– Сколько ж они стоят, эти джинсы? – заинтересовался папа, отрываясь от «Науки и жизни».
– Сто пятьдесят, – робко прошептала я, ожидаемо понимая, что услышу в ответ.
– С ума сойти! Какая-то тряпка не может и не должна столько стоить! Совсем вы там обалдели! – Папа еще долго не мог успокоиться. – Как это можно допустить: советская молодежь сдается в плен американскому золотому тельцу! Какие-то джинсы у них – предел мечтаний! Докатились! Мы – страна победителей, и так унижаться… даааа, с такой молодежью коммунизм не построишь!
Папа свято верил в построение коммунизма в отдельно взятой стране и был настолько слеп в этой истовой вере, что мне откровенно было его жаль, особенно потом, когда в девяностые годы все грохнулось. Папа, как лошадь в шорах, честно трудился во славу СССР и не замечал, что творится. Я же упрямо стояла на своем:
– Мне не нужны никакие другие подарки, потратьтесь один раз, подарите просто деньги. Ну, посчитайте, вы же – экономисты, сколько бы вам пришлось купить за год подарков своей единственной дочери, и выдайте эту сумму сейчас. Я ведь у вас даже на обед и проезд не беру, мне хватает стипендии.
– Ну, сто пятьдесят за год мы, положим, не потратили бы, – проворчал папа, – буржуинство все это…

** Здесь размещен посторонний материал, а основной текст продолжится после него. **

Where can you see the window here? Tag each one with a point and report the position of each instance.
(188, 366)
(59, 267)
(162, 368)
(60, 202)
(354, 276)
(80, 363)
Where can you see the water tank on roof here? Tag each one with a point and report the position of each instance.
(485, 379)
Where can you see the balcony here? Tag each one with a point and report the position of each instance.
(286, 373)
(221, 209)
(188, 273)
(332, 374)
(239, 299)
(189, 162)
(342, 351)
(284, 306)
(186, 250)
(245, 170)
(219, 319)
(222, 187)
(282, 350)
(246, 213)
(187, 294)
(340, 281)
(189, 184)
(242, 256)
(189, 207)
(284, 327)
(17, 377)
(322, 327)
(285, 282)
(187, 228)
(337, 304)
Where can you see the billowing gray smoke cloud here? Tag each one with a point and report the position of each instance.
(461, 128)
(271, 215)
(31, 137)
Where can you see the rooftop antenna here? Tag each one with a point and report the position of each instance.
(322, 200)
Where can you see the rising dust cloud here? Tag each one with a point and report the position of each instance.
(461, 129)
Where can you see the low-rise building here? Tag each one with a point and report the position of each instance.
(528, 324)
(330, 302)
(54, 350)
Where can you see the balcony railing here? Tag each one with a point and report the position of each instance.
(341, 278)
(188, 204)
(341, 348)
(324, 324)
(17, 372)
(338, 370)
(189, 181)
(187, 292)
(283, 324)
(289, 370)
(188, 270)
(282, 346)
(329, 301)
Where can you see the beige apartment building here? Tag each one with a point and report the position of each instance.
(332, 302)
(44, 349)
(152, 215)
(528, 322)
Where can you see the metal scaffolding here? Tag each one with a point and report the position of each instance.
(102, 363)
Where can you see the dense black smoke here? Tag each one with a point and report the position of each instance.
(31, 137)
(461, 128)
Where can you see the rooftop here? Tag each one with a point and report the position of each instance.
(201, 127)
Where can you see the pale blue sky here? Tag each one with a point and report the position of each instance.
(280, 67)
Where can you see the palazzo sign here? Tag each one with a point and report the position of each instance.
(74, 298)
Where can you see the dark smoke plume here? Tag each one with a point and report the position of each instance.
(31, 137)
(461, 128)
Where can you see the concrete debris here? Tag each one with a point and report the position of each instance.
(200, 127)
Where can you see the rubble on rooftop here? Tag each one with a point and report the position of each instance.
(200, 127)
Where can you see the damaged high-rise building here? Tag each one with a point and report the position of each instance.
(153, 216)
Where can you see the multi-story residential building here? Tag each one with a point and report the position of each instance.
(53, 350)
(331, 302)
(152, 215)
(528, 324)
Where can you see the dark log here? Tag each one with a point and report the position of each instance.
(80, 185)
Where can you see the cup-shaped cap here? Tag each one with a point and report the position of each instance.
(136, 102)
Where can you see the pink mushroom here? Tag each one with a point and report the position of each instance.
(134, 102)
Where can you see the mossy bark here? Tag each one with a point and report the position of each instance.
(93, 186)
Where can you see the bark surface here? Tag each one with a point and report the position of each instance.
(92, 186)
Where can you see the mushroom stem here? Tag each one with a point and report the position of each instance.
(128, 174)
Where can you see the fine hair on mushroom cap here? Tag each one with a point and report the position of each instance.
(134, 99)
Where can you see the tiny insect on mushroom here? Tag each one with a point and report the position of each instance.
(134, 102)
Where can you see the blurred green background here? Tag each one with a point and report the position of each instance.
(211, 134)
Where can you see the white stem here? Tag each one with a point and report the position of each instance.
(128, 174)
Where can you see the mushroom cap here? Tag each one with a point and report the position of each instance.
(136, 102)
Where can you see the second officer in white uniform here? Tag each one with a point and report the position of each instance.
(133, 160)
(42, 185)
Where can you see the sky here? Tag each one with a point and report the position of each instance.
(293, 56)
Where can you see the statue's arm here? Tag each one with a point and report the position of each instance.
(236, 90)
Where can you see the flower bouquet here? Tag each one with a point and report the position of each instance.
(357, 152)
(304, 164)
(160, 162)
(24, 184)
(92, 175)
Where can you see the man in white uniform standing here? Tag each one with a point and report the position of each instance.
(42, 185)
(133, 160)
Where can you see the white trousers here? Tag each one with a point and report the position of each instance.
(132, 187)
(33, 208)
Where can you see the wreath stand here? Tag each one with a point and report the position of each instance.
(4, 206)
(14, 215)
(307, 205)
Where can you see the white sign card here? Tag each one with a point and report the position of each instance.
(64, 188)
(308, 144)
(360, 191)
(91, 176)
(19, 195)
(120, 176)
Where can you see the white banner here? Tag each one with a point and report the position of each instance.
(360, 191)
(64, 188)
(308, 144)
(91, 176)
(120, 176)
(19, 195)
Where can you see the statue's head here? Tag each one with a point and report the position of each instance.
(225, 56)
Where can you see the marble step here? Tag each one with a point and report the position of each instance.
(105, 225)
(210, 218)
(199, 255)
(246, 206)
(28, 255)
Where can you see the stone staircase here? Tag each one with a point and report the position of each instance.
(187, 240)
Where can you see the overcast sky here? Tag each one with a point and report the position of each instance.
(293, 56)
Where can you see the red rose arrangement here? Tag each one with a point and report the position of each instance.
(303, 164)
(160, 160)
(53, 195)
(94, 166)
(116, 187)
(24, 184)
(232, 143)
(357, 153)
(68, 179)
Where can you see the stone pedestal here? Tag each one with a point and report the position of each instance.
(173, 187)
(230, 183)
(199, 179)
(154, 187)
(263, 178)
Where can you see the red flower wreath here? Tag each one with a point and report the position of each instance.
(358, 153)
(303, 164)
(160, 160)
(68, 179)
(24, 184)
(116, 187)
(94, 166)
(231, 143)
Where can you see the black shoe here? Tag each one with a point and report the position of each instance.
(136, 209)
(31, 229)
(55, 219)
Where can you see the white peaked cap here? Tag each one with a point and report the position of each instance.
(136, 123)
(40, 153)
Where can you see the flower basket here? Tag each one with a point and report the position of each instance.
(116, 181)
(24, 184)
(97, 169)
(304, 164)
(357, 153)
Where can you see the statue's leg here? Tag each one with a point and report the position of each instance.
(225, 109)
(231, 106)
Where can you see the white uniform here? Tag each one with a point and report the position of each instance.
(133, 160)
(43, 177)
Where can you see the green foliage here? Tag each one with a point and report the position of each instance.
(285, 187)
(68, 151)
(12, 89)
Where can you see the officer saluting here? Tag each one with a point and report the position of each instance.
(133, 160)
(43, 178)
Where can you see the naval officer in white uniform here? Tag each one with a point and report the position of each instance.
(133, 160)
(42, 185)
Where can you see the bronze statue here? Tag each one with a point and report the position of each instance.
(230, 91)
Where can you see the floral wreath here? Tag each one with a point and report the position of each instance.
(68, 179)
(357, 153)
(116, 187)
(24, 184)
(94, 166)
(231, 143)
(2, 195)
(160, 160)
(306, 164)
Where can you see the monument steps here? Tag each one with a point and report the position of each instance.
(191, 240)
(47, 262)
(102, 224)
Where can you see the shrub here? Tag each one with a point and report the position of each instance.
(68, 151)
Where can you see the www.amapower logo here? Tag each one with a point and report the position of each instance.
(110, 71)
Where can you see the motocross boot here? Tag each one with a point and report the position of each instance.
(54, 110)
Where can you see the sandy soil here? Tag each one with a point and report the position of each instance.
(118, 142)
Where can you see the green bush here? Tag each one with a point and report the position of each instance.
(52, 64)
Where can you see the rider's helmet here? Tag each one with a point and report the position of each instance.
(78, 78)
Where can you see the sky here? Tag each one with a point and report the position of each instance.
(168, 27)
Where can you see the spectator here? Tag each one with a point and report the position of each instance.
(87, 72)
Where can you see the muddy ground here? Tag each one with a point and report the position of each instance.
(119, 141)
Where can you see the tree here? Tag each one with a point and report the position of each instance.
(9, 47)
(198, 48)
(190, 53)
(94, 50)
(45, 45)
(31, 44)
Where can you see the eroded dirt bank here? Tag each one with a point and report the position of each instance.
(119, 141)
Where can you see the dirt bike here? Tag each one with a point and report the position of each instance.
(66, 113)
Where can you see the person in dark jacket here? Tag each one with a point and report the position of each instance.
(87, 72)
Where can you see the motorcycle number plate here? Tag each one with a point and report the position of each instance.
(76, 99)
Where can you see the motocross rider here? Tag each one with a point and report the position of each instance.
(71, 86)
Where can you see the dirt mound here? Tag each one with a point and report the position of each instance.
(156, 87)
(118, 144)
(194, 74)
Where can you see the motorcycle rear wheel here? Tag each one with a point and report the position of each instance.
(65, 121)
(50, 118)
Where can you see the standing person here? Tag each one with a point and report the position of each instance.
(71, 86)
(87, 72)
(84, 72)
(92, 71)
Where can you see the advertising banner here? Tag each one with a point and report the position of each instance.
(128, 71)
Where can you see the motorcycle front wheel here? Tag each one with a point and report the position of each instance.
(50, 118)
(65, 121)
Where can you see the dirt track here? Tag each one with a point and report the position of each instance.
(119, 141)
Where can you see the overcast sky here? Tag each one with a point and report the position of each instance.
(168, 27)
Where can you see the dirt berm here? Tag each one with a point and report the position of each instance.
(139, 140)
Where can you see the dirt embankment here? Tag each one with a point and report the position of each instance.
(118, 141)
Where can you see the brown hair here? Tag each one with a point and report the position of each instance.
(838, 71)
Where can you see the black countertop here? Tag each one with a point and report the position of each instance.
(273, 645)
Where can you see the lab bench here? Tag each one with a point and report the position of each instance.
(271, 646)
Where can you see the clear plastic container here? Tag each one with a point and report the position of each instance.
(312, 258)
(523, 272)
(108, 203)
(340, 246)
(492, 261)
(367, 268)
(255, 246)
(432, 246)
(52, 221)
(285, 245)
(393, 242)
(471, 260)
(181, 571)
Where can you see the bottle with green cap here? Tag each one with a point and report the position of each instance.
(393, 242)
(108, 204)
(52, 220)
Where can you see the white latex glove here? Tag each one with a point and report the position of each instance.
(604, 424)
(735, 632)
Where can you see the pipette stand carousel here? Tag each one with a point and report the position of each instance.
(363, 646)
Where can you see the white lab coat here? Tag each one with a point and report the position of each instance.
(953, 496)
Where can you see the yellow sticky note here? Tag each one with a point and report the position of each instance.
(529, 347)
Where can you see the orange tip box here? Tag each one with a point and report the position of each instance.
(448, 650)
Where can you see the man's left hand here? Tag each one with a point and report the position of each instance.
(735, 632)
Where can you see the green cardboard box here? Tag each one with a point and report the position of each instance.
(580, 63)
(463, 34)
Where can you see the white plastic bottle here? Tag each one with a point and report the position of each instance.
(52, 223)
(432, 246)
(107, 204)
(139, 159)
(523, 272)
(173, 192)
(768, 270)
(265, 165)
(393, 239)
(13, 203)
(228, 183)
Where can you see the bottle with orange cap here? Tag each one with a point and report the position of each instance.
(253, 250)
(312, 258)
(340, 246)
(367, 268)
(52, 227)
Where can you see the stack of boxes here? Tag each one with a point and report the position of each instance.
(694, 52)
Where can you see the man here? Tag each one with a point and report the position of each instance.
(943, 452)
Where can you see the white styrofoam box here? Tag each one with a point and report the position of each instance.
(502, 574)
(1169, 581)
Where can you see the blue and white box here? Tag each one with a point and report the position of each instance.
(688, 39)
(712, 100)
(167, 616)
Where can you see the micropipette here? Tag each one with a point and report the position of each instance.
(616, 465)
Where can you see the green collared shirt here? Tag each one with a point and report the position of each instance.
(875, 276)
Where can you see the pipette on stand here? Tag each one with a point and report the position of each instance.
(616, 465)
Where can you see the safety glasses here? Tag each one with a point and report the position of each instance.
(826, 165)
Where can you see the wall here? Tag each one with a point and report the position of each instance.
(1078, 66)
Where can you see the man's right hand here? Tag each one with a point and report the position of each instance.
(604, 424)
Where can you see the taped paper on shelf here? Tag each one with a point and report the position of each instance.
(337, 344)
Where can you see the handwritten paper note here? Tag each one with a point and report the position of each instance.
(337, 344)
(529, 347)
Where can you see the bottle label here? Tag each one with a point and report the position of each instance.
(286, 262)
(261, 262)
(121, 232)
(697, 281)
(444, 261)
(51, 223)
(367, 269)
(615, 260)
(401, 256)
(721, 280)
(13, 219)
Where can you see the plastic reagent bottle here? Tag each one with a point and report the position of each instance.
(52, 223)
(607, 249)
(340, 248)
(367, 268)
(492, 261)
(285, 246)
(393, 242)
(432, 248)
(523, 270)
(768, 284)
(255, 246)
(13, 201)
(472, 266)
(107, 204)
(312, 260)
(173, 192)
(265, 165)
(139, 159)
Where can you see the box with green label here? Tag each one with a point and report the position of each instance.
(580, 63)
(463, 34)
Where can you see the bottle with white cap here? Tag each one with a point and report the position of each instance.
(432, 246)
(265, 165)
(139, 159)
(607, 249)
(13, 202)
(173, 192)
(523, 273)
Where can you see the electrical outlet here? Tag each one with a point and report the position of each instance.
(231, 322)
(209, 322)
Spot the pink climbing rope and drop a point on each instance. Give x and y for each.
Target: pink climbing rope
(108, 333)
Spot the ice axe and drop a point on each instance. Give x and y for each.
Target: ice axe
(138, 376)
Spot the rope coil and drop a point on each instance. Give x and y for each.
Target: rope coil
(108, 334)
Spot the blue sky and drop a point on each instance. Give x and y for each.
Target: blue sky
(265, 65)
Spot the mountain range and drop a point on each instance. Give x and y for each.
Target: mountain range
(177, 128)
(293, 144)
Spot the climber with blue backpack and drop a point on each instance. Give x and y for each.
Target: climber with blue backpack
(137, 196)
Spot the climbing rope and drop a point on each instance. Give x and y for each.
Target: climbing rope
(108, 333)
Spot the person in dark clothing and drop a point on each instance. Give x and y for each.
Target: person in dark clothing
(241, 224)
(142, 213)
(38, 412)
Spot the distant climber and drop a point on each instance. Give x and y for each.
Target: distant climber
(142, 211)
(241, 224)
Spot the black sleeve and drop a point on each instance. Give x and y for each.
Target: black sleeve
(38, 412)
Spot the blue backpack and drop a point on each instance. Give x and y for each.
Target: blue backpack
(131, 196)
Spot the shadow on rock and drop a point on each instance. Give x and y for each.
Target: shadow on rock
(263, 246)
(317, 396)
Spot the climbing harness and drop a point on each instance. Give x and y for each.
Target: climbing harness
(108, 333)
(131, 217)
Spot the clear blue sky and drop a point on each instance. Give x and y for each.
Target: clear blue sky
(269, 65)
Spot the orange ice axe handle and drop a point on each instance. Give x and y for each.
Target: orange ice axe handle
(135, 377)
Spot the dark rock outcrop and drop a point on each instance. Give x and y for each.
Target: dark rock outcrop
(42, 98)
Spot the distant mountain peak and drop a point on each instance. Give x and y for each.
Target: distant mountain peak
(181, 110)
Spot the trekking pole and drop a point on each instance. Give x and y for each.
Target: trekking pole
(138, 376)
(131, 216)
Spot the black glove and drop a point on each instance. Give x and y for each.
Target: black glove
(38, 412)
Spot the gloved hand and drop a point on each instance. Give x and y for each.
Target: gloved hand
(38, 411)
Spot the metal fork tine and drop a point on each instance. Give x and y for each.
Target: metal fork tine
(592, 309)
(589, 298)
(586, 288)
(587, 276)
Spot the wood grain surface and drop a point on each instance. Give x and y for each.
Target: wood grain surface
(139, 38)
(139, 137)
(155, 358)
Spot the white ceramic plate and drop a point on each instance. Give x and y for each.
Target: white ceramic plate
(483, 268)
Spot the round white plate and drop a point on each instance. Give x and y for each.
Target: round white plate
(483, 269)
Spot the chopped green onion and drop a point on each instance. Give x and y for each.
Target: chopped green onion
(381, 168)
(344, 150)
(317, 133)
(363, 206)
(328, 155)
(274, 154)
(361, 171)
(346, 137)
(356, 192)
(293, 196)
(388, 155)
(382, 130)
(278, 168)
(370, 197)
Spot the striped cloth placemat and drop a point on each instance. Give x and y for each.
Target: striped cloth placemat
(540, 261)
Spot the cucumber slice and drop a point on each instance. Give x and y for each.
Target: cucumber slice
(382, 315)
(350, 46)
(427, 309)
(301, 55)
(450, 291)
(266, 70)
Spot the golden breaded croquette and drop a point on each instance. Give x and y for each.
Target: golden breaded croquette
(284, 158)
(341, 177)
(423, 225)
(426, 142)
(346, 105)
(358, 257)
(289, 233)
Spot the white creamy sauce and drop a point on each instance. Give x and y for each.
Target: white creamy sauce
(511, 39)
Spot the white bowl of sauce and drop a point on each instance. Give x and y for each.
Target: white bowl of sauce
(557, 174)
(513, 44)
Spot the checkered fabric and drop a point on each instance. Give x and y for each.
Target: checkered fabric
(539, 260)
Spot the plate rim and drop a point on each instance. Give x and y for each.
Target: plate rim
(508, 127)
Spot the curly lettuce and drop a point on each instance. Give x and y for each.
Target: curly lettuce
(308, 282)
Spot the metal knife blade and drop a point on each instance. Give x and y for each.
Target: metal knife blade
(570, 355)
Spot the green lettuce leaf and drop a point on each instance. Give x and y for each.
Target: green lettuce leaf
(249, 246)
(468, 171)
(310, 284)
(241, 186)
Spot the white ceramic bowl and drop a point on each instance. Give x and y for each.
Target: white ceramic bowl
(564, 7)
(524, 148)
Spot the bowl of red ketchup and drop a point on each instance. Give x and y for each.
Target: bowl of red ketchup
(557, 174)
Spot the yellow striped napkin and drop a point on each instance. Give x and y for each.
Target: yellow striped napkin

Маму я все же сумела убедить, а она уже как-то уговорила папу. «Строитель коммунизма» долго кипел и булькал от негодования, но в ноябре родители торжественно вручили мне конверт, в котором лежало четыре фиолетовых бумажки по двадцать пять рублей и одна зеленая пятидесятирублевая, до сих пор мной не виданная.
Оставалось достать настоящие джинсы. В универмагах они не продавались, только в валютных «Березках». С валютой никто из моих знакомых дел не имел, оставалось найти надежного фарцовщика, который не подсунет польскую или индийскую подделку. Мои продвинутые сокурсники водили знакомство с нужными людьми, торгующими заграничными вещами. Фарцовщики продавали вещи вдвое-втрое дороже номинала, что считалось спекуляцией и строго каралось советскими законами, но тем, кто сам не имел возможности выбраться за границу, приходилось тайно покупать именно у фарцы. Сегодня вся торговля на этом зиждется: покупаешь дешевле, продаешь дороже изначальной цены, а в семидесятые – восьмидесятые фарцовщики и спекулянты побаивались милиции и торговали из-под полы.
– Иметь надо «вранглеры» или «левисы» (Wrangler, Levis), они самые лучшие, – деловито учила меня Танька, моя нынешняя лучшая подруга.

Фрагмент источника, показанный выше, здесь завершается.